Members of the alliance can save money by pooling resources to afford administrative services, said Jen DeBell, director of the Pennsylvania Association for the Education of Young Children. The PAEYC coaches providers on how to form alliances.

"There is also a possibility that as programs save money through things like shared services, they could be investing in their teachers' wages to retain them," DeBell said.

Since January, Spangler has also been recruiting providers in Cambria, Somerset, Bedford, Blair and Clearfield counties to participate in a state-funded apprenticeship program set up to reduce turnover and improve wages.

Through the apprenticeship, child care staff get to go to college with tuition fully funded by the state, as long as they make a commitment to stay at the child care center employing them through the duration of the apprenticeship.

Jurgevich has a couple staff members enrolled in that program.

"This is at least something that we can say, 'Hey, let's help train you and educate you, and then in a few years you can go off and leave us,' " she said. "But the apprenticeship program is an opportunity for these girls to come in and get that education and know-how and experience out there."

In President Joe Biden's American Families Plan, which would be rolled out over a period of 10 years, he aims to to reduce families' child-care tuition costs and increase access to quality programs.

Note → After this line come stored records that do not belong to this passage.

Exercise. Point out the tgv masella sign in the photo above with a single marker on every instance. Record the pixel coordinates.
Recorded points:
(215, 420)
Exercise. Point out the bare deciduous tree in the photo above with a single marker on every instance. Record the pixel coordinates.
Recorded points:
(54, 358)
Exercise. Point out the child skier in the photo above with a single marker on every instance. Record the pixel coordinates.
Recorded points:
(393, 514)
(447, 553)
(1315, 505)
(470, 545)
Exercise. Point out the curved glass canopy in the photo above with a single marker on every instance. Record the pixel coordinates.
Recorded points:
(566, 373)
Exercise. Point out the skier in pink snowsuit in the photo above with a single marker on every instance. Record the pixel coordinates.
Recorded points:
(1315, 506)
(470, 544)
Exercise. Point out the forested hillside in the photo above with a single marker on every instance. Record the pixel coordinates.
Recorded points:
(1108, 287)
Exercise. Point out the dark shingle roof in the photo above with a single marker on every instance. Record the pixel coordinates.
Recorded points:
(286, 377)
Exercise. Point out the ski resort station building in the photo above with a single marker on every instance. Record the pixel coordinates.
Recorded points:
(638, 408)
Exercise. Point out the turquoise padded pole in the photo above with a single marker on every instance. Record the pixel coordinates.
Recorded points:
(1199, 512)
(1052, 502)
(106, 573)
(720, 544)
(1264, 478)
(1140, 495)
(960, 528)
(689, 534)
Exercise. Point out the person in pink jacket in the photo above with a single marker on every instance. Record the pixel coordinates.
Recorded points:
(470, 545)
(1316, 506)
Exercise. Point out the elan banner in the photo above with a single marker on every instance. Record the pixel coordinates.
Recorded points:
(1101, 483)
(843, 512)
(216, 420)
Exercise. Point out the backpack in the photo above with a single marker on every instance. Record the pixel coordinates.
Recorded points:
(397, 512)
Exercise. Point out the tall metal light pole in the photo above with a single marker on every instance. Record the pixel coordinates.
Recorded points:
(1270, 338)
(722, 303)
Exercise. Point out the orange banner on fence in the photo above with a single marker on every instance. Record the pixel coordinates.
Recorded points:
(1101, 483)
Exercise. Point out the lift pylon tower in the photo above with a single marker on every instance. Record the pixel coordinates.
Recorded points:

With details of Biden's plan yet to take shape, Spangler said she hopes federal government support will be flexible with states' existing child-care providers.

"We have a combination of private for-profit and non-profit providers, and government-funded organizations like Head Start, Pre-K Counts and other school district-funded preschool classrooms," she said. "So in Pennsylvania, there's not one single way Pre-K is happening — it's happening different ways, community to community.

"My hope would be, concerning the federal funding that's coming down related to early childhood, that Pennsylvania will be able to use that money in a way that builds up the current delivery system."